How well patients tolerate ibrutinib, said Byrd, is one of the most remarkable aspects of the therapy. “With ibrutinib, a very common thing that we hear patients say is that it makes them feel like they did before they had CLL. It gets rid of a lot of the disease-related symptoms, it doesn’t have a lot of side effects, and the side effects it has in most people are generally quite modest.”
Early on, he noted, patients on ibrutinib therapy may experience loose stools, heartburn, or rash, but these usually go away with time, and medications can be used for symptom relief. He said arthralgias are more common in younger patients, and while distressing, are very treatable with NSAIDs or acetaminophen. Patients can experience subcutaneous bruising, but it is generally of no clinical significance; the drug should not be given with warfarin, however, due to bleeding risk. Byrd said clinicians also should be aware that ibrutinib disrupts homing to tissues and, unlike cytotoxic chemotherapy, will increase peripheral lymphocytosis. Patients who have peripheral lymphocytosis actually do better, he said.
“One of the things that doctors and nurses treating patients need to recognize is the drug can cause peripheral lymphocytosis, as the disease is responding elsewhere. It is important to tell the patient that that’s to be expected with this class of drugs, and there is no clinical concern.”

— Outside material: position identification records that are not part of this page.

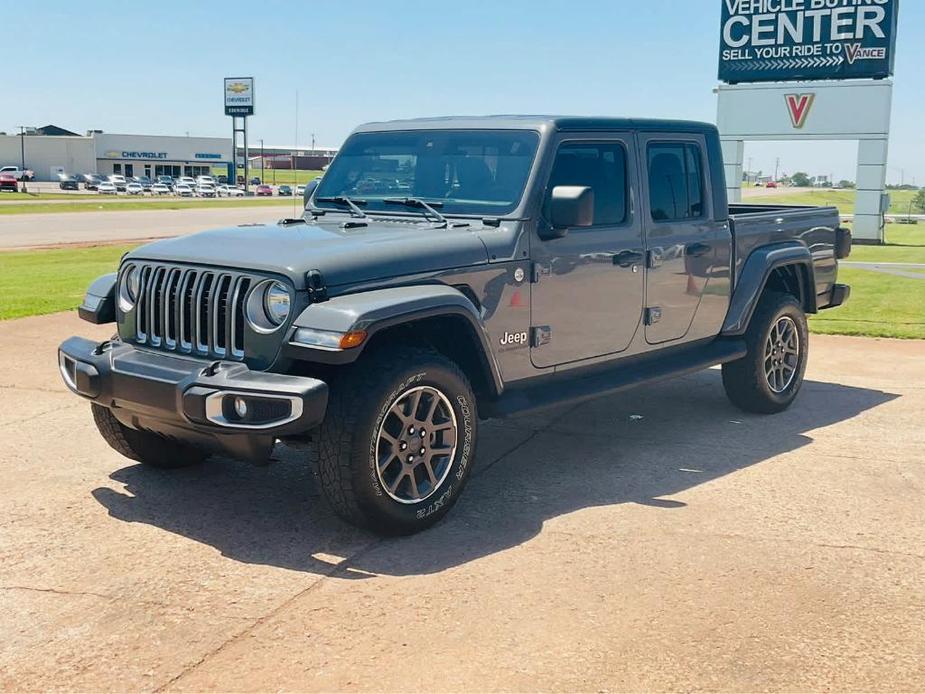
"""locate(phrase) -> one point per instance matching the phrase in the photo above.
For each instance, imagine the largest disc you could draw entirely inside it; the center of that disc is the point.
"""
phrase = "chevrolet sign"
(239, 96)
(114, 154)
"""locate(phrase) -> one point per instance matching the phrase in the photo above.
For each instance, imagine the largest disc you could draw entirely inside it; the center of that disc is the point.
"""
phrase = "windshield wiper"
(352, 203)
(428, 207)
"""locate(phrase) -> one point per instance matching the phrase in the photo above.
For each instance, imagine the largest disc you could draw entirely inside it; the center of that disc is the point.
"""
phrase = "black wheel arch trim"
(380, 309)
(753, 278)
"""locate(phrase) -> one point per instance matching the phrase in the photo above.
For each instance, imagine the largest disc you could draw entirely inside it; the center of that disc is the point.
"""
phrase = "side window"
(602, 166)
(675, 181)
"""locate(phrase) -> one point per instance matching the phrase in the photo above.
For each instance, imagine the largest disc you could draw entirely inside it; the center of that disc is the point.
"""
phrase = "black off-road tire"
(746, 382)
(346, 453)
(145, 447)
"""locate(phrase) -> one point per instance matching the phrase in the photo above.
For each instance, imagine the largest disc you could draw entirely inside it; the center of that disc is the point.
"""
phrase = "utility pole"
(22, 154)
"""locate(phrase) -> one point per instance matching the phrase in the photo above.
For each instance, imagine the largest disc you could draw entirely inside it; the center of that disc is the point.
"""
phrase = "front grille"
(191, 310)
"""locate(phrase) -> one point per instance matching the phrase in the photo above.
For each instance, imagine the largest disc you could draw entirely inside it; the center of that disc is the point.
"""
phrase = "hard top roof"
(541, 123)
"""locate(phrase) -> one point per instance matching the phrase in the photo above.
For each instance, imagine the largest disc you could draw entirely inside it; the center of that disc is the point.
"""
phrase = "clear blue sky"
(157, 67)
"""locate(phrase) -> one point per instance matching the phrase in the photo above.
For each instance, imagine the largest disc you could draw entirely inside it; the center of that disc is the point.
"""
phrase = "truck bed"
(759, 225)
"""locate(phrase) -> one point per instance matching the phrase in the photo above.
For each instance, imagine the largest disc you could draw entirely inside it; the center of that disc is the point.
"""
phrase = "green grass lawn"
(881, 305)
(102, 205)
(37, 282)
(905, 243)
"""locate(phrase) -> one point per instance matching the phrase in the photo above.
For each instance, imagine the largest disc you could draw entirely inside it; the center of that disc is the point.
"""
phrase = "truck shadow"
(641, 447)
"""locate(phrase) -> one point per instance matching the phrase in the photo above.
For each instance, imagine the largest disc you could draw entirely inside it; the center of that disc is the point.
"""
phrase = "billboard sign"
(786, 40)
(239, 96)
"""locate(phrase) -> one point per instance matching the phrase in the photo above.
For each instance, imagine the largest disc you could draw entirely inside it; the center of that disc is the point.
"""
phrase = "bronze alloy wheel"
(416, 444)
(782, 354)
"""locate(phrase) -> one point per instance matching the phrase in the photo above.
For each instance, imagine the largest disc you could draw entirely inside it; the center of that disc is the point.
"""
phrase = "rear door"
(588, 292)
(684, 243)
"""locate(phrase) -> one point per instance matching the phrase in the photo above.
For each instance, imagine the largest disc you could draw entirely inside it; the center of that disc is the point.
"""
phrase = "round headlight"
(128, 288)
(132, 282)
(276, 303)
(268, 306)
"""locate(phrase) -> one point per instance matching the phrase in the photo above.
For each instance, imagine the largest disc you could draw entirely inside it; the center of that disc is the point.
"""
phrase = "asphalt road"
(659, 540)
(35, 230)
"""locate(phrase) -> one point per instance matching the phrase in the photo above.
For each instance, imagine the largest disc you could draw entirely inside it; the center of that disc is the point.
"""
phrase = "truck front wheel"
(769, 377)
(398, 441)
(143, 446)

Byrd said that his team will continue to follow the clinical trial participants over the long term to see if any new adverse events emerge.
Remaining in the trial suits patients like Lipkin and Cann just fine. Both wholeheartedly agree that Byrd puts patients first, and is always willing to spend whatever time it takes to put them at ease. Said Lipkin: “Dr. Byrd is a powerhouse. He’s so good to everybody, and there’s never a time he can’t answer a question. He’s always available.”
Byrd sees applications for ibrutinib beyond CLL. “I think the most exciting potential for this drug is its ability to modulate the immune system outside of targeting BTK. It targets alternative kinases, like ITK, which are important to T-cells which are immune suppressive. Ibrutinib has the potential to enhance immunomodulatory therapies such as PD-1 and CTLA-4 antibodies. As part of this, one could see ibrutinib extending to solid tumors when it is given in conjunction with other immune therapies.”
“I think we are blessed with a transformative drug, and now we need to know where we apply it.”